… updated on Thursday, October 20, 2022 13:54 UTC
On Applicability of MPLS Segment Routing (SR-MPLS)
Whenever I compare MPLS-based Segment Routing (SR-MPLS) with it’s distant IPv6-based cousin (SRv6), someone invariably mentions the specter of large label stacks that some hardware cannot handle, for example:
Do you think vendors current supported label max stack might be an issue when trying to route a packet from source using Adj-SIDs on relatively big sized (and meshed) cores? Many seem to be proposing to use SRv6 to overcome this.
I’d dare to guess that more hardware supports MPLS with decent label stacks than SRv6, and if I’ve learned anything from my chats with Laurent Vanbever, it’s that it sometimes takes surprisingly little to push the traffic into the right direction. You do need a controller that can figure out what that little push is and where to apply it though.
But wait, it gets better. How about:
The problem with SR-MPLS is that it does not play well with commodity hardware and ECMP. The label stack depth renders many commodity ASIC’s unable to make a ECMP decision to send the flow on […] SRv6 offsets this via the entropy field. Allowing the ingress point to set an entropy value which mid-points in the network can hash on.
Let me rephrase this one: existing cheap hardware cannot solve a (perceived?) problem caused by overly large MPLS label stack, and the solution is to buy new expensive hardware (that supports SRv6)? There’s something wrong with this picture ;)
Fortunately, while vendors keep solving imaginary problems in PowerPoint, there are still networking engineers who use novel technologies to build better and more stable networks. Here’s what Antti Ristimäki had to say about SR-MPLS:
The thing with SR-MPLS is that most of the presentations and slideshows available tend to emphasize how SR-MPLS is based on a lot of stacked MPLS labels or “instructions”, with which to steer the traffic throughout the network via desired path. But at least in our case the main driver for migrating from LDP and RSVP-TE to SR-MPLS was to simplify the network and as such most of our traffic is essentially forwarded with only one transport label, or temporarily with a few if TI-LFA is doing a local repair. It is beautifully simple, easy to understand and debug.
The traffic-engineering capabilities of SR-MPLS are great but I’d hope that people would also value much higher the simplicity that one can achieve with SR-MPLS. This also somehow relates to what Sander wrote above that it is so much fun when the label remains unchanged when the packet traverses through the network.
As I said a long time ago, SR-MPLS control plane is the best thing that happened to the MPLS world in a long while and using it to build a BGP-free core couldn’t be simpler (as long as you stay within one IGP area). It’s so nice to see someone came to the same conclusions and implemented the results in a production network.
But Wait, There’s More
Speaking of solving imaginary problems in PowerPoint, here’s a wonderful comment someone1 working for a major networking vendor left on LinkedIn:
Hmm.. you have 300,000 routers with RFC3107 and tiers of IGP’s. Each router in your network potentially supports a different maximum label stack, some 3, some 8…
You have 4 different vendors telling you that SR path engineering is the solution to all your problems.
You have 10’s of NOS versions each with unique compliance to the ever evolving SR based standard
What you don’t have is an audit of why your label traffic is being incorrectly forwarded or dropped half way through the network……
You can either dig a bigger hole… or just accept that SRv6 and appropriate management tools are the most expedient manner to scale a network and stop building work arounds.

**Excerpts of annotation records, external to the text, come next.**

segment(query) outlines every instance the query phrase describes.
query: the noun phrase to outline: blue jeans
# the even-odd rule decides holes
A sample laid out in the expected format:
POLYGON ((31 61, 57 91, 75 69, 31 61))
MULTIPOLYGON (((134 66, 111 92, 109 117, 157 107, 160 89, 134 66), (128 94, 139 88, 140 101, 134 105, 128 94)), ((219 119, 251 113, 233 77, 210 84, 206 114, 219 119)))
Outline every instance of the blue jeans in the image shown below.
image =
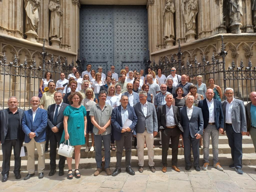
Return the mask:
POLYGON ((105 148, 104 155, 105 161, 105 168, 109 167, 110 162, 110 134, 104 135, 94 135, 94 141, 95 143, 95 160, 97 168, 102 168, 101 163, 102 162, 102 156, 101 155, 101 147, 102 142, 105 148))

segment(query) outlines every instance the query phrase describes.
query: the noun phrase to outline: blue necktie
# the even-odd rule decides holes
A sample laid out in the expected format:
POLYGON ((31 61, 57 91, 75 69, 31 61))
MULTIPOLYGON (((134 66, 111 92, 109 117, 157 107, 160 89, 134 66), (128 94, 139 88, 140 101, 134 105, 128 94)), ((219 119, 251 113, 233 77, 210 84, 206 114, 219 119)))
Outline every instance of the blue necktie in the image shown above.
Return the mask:
POLYGON ((57 108, 56 108, 56 110, 54 114, 54 117, 53 118, 53 124, 55 125, 56 125, 57 124, 57 116, 58 116, 58 109, 59 106, 59 105, 57 105, 57 108))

He forgot to mention that:
- You would probably have to upgrade 290,000 of your routers before you could run SRv6 everywhere in your network, and have interesting interoperability nightmares in the meantime.
- You will either be totally dependent on a single vendor, or still deal with 10s of NOS versions with various levels of support for SRv6.
- Finally, which exact variant of SRv6 are we talking about? SRv6 or SRv6+? People finally realized how bloated SRv6 is and started talking about shorter SIDs, compressed SRH, variable-length SID… Yeah, I’m positive all that will end really well for people who care about interoperability.
- Added a wonderful LinkedIn comment
No, I will not tell you who it was. ↩︎
This does raise a question I have had for a long time, - why does LDP not preserve imported labels so that a destination always has the same label on every router? This would have meant that MPLS could be more efficient as label lookups would consist of only looking up the outbound interface for a packet.
Remember that the original MPLS idea was to have a better control plane for ATM networks that had 'traditional' virtual circuits. Label space was scarce and ATM switches had per-interface label space.
Network-wide labels just wouldn't work in that environment.